Fighting between rebel forces and the Malian army in the northern region of Mali has forced thousands of Malians to flee their homes and head to areas along the border of the country.
The U.N. Refugee Agency, UNHCR, says the growing influx of Malian refugees is creating a crisis situation, especially for women and children. As it stands now they are having to cope with extreme living conditions - very hot temperatures during the day and very cold temperatures at night, along with lack of shelter. The agency says though the health situation is relatively stable right now, there are incidences of malaria and other potentially fatal diseases.
Fatoumata Lejeune-Kaba, a UNHCR representative, said there is an influx of Malian people whose main destinations are the border countries of Mauritania, Niger and Burkina Faso.
“The majority of those people fleeing from Mali to go to neighboring countries are Tuaregs. But there are also other Malians and some people who are originally from Niger. So, we have a mixture from Mali and Niger in one place. But the majority are women and children and Tuaregs,” explained Lejeune-Kaba.
The UNHCR has staff in Mauritania, Niger and Burkina Faso, and they are in the process of setting up registration for the refugees. However, at present, and with a continuing influx of people, it is hard to get an accurate account of the number, but it is in the thousands.
“It is very difficult to get an estimate right now. In Niger, for example, we are hearing as many as 18,000. In Mauritania, 13,000; Burkina Faso, 8,000. Altogether, we’re talking about way above 30,000, but these are estimates for the time being,” said Lejeune-Kaba, who added, “there are many people waiting on the mountainside of the border and if the situation deteriorates further they are going to cross.”

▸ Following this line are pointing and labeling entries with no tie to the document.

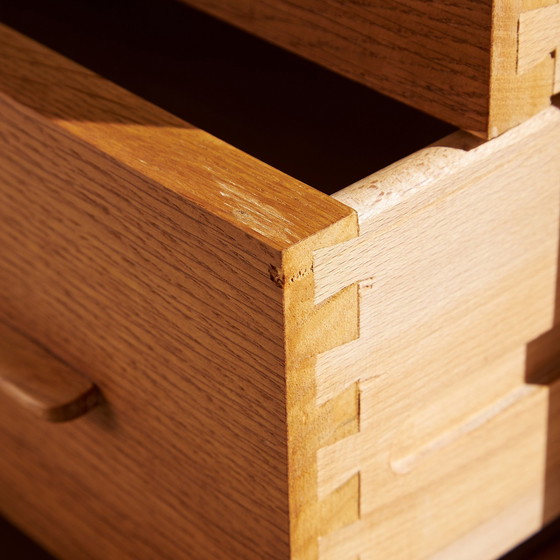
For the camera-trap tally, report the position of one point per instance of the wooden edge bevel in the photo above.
(313, 329)
(523, 61)
(259, 209)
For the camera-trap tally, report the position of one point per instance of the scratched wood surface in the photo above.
(154, 259)
(455, 450)
(455, 60)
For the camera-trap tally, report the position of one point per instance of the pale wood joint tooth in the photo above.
(538, 38)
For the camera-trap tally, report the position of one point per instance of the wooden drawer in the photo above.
(484, 66)
(285, 374)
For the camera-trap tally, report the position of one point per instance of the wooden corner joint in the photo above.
(313, 330)
(538, 37)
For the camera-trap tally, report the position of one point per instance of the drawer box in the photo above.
(286, 374)
(484, 66)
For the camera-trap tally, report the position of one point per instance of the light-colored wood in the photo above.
(277, 386)
(539, 36)
(455, 60)
(457, 268)
(162, 263)
(39, 382)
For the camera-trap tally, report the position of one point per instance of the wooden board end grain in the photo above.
(168, 267)
(482, 65)
(457, 272)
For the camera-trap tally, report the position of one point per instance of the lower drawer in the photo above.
(284, 374)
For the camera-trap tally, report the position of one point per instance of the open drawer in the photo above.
(284, 373)
(484, 65)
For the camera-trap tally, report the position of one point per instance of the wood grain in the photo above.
(457, 268)
(455, 60)
(39, 382)
(432, 55)
(158, 261)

Despite the horrendous living conditions of the refugees, Lejeune-Kaba says their health condition is stable. “People, while they are in relatively stable health, are suffering from diarrhea, eye infections, malaria, respiratory diseases, as a result of living out in the open where there is no clean water, no soap, or any adequate sanitation facilities, which puts them at risk of spreadable diseases,” said Lejeune-Kaba.